On top of the large reduction in deaths, we predict that the addition of pulse oximetry to IMCI has the potential to increase the correct treatment of severe cases by an estimated 44%. When modelling the effect of PO1 and PO2 compared with IMCI, we increased two key parameters to simulate the implementation of pulse oximetry. These were prognostic sensitivity (which was set to be higher for PO1 and PO2 than for IMCI) and adherence to a severe prognostic result (also higher for PO1 and PO2 than for IMCI). Both substantially contribute to an increase in the correct treatment of severe cases and thus the predicted reduction in pneumonia deaths. Sensitivity analysis showed that an increase in either of these characteristics alone has the potential to prevent deaths. These substantial burden reductions are explained by the relatively low sensitivity of IMCI for detecting severe cases (just 55% compared with a potential 70–85% for pulse oximetry combined with IMCI), and the very high burden of pneumonia in these 15 countries (910,000 deaths attributed to pneumonia in under-5s in 2010 (ref. 12).

The incremental cost-effectiveness of PO1 and PO2 over IMCI was found to be very low in 14 of the 15 countries (less than $30 per DALY averted). For reference, the gross domestic product (GDP) per capita across these 14 countries ranged from $400 to $3,000 in 2013. Compared with the cost-effectiveness of the distribution of PCV10, estimated to be $100 per DALY averted22, this seems to be remarkably favourable. However, the extra costs of providing oxygen support were not taken into account in the calculations of cost-effectiveness, owing to a lack of data on the availability of oxygen support at the country level. Including the costs in the analyses will decrease the cost-effectiveness. Nevertheless, we predict that when coupled with the additional costs of oxygen support, pulse oximetry will still compare favourably with the PCV10 vaccine. For example, a study in Papua New Guinea estimated the cost-effectiveness of improving oxygen support in this area (including oxygen concentrators and the provision of pulse oximeters) to be $50 per DALY averted23.

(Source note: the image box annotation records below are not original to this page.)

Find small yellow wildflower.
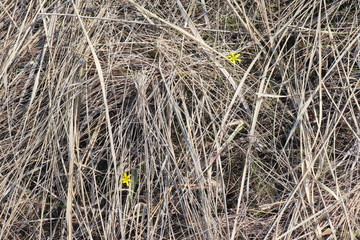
[121,172,134,187]
[226,52,242,64]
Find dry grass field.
[0,0,360,240]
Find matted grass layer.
[0,0,360,240]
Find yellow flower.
[226,53,242,64]
[121,172,134,187]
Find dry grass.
[0,0,360,240]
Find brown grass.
[0,0,360,240]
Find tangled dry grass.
[0,0,360,240]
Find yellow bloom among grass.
[226,53,242,64]
[121,172,134,187]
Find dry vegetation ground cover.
[0,0,360,240]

There were several limitations to our analysis. One of these was the lack of country-specific data to inform our parameter for access to hospital care. We assumed that 61% of people who were referred to hospital would access hospital care, based on data from a retrospective case review study of children with severe pneumonia in Tanzania24. More realistically, we know that the proportion of children reaching an appropriate health facility may vary significantly between countries and so having one single parameter for all countries could result in inaccurate estimates. However, our sensitivity analysis showed that the model is less sensitive to hospital access than community-based care access. Another limitation was a lack of data on the availability of oxygen support across the 15 countries and how it is distributed throughout the health system. Linked to this was our assumption that the hospital systems in each country were substantial enough to support the extra cases that would be hospitalized. More field data on the hospital systems in each country is required to inform and expand the model to appropriately address these limitations. Nevertheless, it is clear that for any new prognostic to have impact there is the need to also invest in strengthening the existing primary and tertiary health-care facilities so that appropriate care is provided to those that are referred.